Welcome to the rock show

The new musical Jib: Or, The Child Who Went Forth to Learn What Fear Was, created by Michael McQuilken, co-produced by Brooklyn collectives Old Sound Room and the Windmill Factory. It’s billed as a "LIVING FILM+ROCK SHOW+GHOST PLAY" and opens with a concept that may have been lifted from Peter Shaffer’s Amadeus, in which Mozart describes opera. He says, "A dramatic poet would have to put all those thoughts down one after another just to represent this second of time. The composer can put them all down at once and still make us hear each one of them. Astonishing device: a Vocal Quartet!"

L to r: Leah Siegel as Jib, Joe Trombino as Gary, and Laura Gragtmans on keyboard. (Photo by Matthew Soltesz)

All that glitters

In Jib, backdrop projection is split-screened into four parts behind four different scenes that coalesce into shared musical harmonies. It's a jumping-off point for several narratives told in vignettes that slowly reveal their points of intersection, as in a Neal Stephenson or William Gibson novel.

The show follows Jib (Leah Siegel), a young musician still dealing with the childhood loss of her father, as her rock-star career takes off and brings the expected trappings and pitfalls of fame. Meanwhile, self-proclaimed genius composer Ben (Daniel Reece) is feverishly working on his masterpiece before an unfortunate accident with a street sweeper, and journalist Marris (Laura Gragtmans) balances a hectic career with tending to her comatose daughter Angie (Jillian Taylor). The plot leaps forward and backward in time using immersive storytelling techniques, tracing Jib's decade in the music industry, and exploring metaphysical mysteries, as Angie and Ben find themselves able to exist in non-physical planes.

The best moments in the show are its songs. Unlike a traditional musical, nearly all the music is diegetic, with lyrics only indirectly related to the plot, but the show felt most at home when this music took center stage. Siegel, an accomplished indie rock musician in her own right, is mesmerizing and electrifying in the title role, and Jib's songs are even more emotionally captivating when her musical partner Gary (Joe Trombino) adds his gorgeous harmonies.

Flash and fog

The melodic and lyrical style of Amanda Palmer, who famously created the sketches that would become many of Jib's songs, is more than evident, so fans of her work (I am one) will be gratified. Brendan Titley gives a standout performance with convincing percussion chops as hapless mentally ill sanitation worker Kenneth, whose story dominates the second act. Jon Morris's turn as Kenneth's sleazy psychiatrist Barber provides some much-needed comic relief.

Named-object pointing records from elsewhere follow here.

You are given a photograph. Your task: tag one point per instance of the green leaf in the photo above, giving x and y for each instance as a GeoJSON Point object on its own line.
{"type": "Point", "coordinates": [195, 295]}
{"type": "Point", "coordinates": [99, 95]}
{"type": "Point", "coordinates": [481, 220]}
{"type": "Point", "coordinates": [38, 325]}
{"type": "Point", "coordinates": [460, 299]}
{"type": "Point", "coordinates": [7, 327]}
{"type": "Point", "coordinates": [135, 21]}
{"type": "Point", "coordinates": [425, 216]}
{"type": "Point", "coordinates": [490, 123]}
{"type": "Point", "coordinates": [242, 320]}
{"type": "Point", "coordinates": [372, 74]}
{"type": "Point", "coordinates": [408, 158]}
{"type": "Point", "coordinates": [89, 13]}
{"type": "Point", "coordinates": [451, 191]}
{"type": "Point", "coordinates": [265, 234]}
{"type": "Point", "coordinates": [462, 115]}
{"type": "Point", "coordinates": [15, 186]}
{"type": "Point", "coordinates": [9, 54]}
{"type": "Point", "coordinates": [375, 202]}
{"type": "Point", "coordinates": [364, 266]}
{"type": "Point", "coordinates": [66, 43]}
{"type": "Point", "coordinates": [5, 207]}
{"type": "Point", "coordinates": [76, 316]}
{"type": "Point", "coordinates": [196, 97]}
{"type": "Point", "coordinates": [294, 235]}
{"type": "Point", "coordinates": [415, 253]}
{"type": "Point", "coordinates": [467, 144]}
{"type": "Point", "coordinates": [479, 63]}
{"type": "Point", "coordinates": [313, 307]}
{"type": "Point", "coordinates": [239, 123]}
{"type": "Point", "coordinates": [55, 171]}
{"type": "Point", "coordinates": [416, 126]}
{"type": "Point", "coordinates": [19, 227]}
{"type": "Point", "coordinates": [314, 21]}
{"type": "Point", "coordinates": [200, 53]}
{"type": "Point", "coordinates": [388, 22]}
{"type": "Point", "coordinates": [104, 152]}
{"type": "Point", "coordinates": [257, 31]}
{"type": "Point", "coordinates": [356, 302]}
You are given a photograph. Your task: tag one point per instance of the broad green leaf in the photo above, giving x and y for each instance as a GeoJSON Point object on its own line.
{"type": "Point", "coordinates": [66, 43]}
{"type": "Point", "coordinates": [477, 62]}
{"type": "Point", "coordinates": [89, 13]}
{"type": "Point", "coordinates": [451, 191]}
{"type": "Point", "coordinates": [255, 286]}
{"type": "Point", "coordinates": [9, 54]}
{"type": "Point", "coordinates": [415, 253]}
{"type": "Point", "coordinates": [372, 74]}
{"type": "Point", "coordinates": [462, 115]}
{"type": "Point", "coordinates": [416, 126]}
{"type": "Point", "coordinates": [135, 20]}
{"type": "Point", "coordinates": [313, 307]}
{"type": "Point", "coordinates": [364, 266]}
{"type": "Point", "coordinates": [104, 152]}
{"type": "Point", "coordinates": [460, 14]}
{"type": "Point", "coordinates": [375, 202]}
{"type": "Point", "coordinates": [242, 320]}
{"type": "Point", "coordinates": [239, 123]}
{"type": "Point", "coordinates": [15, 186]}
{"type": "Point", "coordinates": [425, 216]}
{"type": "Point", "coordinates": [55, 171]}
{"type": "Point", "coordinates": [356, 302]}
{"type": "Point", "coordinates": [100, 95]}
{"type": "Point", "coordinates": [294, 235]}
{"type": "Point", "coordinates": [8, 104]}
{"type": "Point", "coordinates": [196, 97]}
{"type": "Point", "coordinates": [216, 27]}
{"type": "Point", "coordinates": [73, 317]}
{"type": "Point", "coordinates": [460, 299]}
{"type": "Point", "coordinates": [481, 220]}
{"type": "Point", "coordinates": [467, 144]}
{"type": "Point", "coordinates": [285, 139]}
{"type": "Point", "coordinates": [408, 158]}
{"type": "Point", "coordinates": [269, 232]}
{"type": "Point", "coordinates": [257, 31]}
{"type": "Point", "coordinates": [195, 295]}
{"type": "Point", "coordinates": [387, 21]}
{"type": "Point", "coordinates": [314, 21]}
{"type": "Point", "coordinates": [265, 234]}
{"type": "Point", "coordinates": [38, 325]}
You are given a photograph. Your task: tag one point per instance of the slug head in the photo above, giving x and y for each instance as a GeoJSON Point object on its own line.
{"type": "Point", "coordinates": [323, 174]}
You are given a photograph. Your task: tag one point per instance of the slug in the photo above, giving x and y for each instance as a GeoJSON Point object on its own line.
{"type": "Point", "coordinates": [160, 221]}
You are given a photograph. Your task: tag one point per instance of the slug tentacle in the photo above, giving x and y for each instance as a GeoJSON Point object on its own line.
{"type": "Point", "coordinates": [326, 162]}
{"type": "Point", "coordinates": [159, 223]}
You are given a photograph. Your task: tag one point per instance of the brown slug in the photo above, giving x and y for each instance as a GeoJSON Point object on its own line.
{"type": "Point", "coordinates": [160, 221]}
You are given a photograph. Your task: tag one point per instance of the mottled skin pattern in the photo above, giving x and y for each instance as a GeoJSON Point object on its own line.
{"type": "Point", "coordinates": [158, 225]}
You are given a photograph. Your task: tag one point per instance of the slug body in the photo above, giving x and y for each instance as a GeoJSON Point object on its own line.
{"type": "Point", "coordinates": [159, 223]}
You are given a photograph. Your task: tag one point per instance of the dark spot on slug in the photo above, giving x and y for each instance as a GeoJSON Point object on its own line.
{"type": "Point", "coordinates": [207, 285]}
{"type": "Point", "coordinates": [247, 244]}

The production, designed by McQuilken along with Maruti Evans and Jon Morris, is packed with flashy theatrical features. Several mundane props are mimed while visible Foley artists provide skillful live amplified sound effects; mime, movement, and sound effects also play a large role in establishing the metaphysical elements of the show. Cameras occasionally project multiple angles of the action live onto the backdrop. The audience is pulled from its seats onto the set to experience Jib's exhilarating stadium rock concert (from experience, this segment feels highly accurate, and I was pleased that sound designers Nicholas Pope and Zach McKenna do not shy away from appropriate volume levels). Fog, beautiful lighting, and a set abstractly strewn with ripped paper define the second-act ambience.

Despite moments when script and action are protracted, perhaps as a result of the work’s devised nature, by show’s end the main plot and character interconnectivity is mostly made clear although I still have some unanswered questions.

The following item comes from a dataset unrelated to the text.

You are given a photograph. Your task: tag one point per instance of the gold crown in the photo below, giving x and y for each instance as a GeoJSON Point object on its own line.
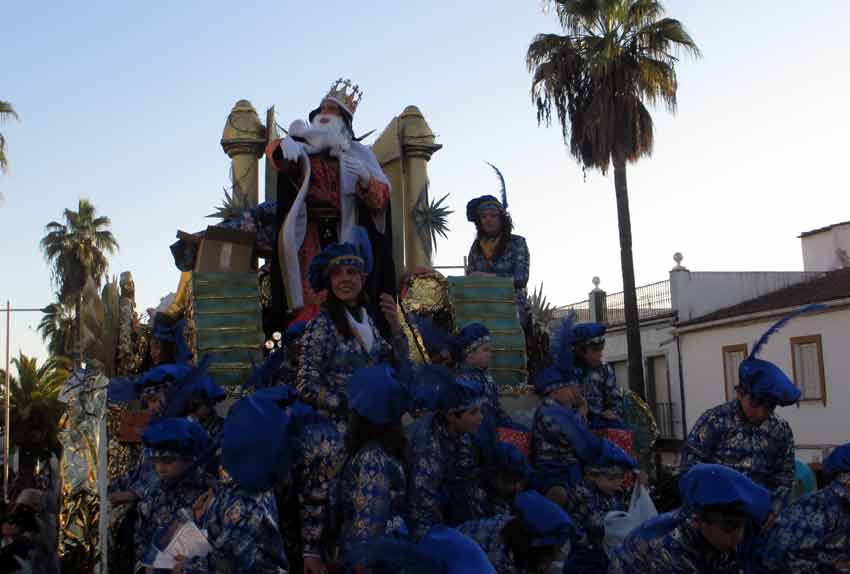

Why were some props mimed or Foleyed and not others? Why were cameras and projections used in some scenes and not others? Who were the various unnamed clown-like characters that presented themselves to Ben on the metaphysical plane? Why is Ben's composition so special and helpful to Jib? And one other question, as a committed Philadelphian: why was this show, which was almost exclusively created, designed, and performed by Brooklynites, premiered here? Local talent was represented only by two singer-songwriters, Gracie Martin and Reverend TJ McGlinchey, who provided excellent pre-show solo performances as part of an "open mic" conceit. Whatever the answers to these questions, Jib is an engrossing piece of theater and an excellent excuse to hear some good indie rock music embedded in a narrative puzzle.